- Born: 1950 (age 75–76)
- Occupation: democracy activist
- Organization(s): National League for Democracy Human Rights Defenders and Promoters
- Spouse: La La Win

= Myint Aye =

Burmese activist (born 1950)

Myint Aye (born 1950) is a Burmese democracy activist. In 2002, he co-founded the Human Rights Defenders and Promoters network in Burma. After several imprisonments on charges related to his activism, on 29 November 2008, he was given a life sentence for allegedly planning a bomb attack in Yangon's Shwepyitha Township. Amnesty International described the evidence against him as "fabricated" and designated him a prisoner of conscience. He was released from prison on 19 November 2012, as a gesture of goodwill before a visit by US President Barack Obama.

== Background ==
Myint Aye is an alumnus of the University of Foreign Languages, Yangon. While there in 1989, he married Daw La La Win.

== Democracy activism ==
Myint Aye has been arrested at least seven times, in 1998, 2000, 2003, 2006 and 2007. In 2002, Myint Aye co-founded the Human Rights Defenders and Promoters (HRDP) network in Burma. He was also active with the opposition party of Aung San Suu Kyi, the National League for Democracy, serving as its Yangon vice chairman. According to the Assistance Association for Political Prisoners, he was dismissed from the NLD in 2005 "for not following the party principles", but remained active with the HRDP.

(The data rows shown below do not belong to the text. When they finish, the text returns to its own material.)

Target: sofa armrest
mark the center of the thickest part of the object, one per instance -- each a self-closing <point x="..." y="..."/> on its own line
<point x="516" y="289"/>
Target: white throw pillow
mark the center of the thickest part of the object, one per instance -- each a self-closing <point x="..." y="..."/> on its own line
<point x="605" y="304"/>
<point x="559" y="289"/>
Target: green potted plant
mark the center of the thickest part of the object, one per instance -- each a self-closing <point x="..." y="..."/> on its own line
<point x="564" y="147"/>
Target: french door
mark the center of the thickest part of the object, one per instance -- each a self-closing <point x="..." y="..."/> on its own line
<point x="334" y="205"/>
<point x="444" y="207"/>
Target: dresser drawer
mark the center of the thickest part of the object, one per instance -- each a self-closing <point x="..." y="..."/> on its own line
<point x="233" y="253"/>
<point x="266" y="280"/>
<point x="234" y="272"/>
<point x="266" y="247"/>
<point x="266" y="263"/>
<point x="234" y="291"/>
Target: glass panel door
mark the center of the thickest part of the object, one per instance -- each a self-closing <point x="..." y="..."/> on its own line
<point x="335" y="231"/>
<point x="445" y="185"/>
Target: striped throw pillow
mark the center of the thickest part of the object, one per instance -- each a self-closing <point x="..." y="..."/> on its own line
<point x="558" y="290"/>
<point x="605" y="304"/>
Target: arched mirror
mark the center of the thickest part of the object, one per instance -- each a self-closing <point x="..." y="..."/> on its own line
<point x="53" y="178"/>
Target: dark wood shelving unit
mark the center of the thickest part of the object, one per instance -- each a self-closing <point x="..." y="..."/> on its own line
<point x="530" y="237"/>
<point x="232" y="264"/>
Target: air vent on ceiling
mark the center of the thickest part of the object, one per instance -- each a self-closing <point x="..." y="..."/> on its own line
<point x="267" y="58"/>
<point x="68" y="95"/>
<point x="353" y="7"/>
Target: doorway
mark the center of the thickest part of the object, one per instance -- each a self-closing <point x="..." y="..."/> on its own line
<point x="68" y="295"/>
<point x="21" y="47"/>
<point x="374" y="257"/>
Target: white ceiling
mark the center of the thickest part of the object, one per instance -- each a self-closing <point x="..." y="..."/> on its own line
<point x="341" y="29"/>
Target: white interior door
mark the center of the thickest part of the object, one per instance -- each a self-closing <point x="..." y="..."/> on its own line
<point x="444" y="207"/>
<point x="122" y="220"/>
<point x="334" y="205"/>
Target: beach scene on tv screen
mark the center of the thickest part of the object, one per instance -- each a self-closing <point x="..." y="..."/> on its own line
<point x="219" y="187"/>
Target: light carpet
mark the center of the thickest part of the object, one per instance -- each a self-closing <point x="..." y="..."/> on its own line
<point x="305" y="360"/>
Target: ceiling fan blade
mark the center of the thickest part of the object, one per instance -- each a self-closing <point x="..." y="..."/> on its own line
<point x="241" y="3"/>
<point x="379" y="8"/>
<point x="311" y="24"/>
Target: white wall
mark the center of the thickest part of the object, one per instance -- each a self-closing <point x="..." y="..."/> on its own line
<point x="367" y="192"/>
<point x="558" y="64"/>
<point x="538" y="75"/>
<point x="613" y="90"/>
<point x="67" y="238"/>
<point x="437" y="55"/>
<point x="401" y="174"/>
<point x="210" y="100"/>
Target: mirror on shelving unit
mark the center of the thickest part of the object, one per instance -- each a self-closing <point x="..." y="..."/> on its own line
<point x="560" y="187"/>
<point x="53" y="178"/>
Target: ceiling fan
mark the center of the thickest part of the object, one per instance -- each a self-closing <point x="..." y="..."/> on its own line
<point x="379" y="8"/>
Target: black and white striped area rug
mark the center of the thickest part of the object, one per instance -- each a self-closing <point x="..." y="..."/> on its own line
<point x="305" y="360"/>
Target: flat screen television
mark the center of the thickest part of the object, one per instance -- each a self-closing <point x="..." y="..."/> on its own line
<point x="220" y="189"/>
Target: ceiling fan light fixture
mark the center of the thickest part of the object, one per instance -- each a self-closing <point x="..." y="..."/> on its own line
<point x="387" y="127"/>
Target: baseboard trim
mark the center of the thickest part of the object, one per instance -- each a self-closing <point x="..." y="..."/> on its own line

Myint Aye was arrested in 2006 for calling for the release of leaders of the 88 Generation Students Group, but was released within weeks; he attributes the swift release to international pressure from groups like Amnesty and Front Line.

== 2008 life sentence ==
Myint Aye was active in bringing aid to Cyclone Nargis survivors in 2008. He was arrested on 8 August following a search of his home; police reportedly removed him from his father-in-law's home with a black hood over his head. Initially charged with "misappropriating relief funds", Myint Aye was later charged with participating in a bomb attack the previous month in Shwepyitha Township. Activists alleged he was tortured while in detention, and Amnesty stated that his trial "fell far short of international fair trial standards". On 29 November 2008, he was sentenced to "life imprisonment plus eight years", which he is serving in Loikaw prison.

Myint Aye's sentence was protested by several international human rights organizations. The member organizations of the International Freedom of Expression Exchange called the sentencings of Myint Aye, Zarganar, and others a "historical low point" in Burmese free expression and "a clear message that the junta will not tolerate opposition in the lead-up to their alleged 'democratic' 2010 elections." Front Line stated after his arrest that he appeared to be "targeted as a result of his human rights activities, in particular his work to uphold democracy". Amnesty named him a prisoner of conscience and in August 2012, selected his case to highlight at the annual Edinburgh Festival.

== Release ==
On 19 November 2012, U Myint Aye was released just ahead of a visit by US President Barack Obama. Reuters described the move as "clearly timed to show goodwill."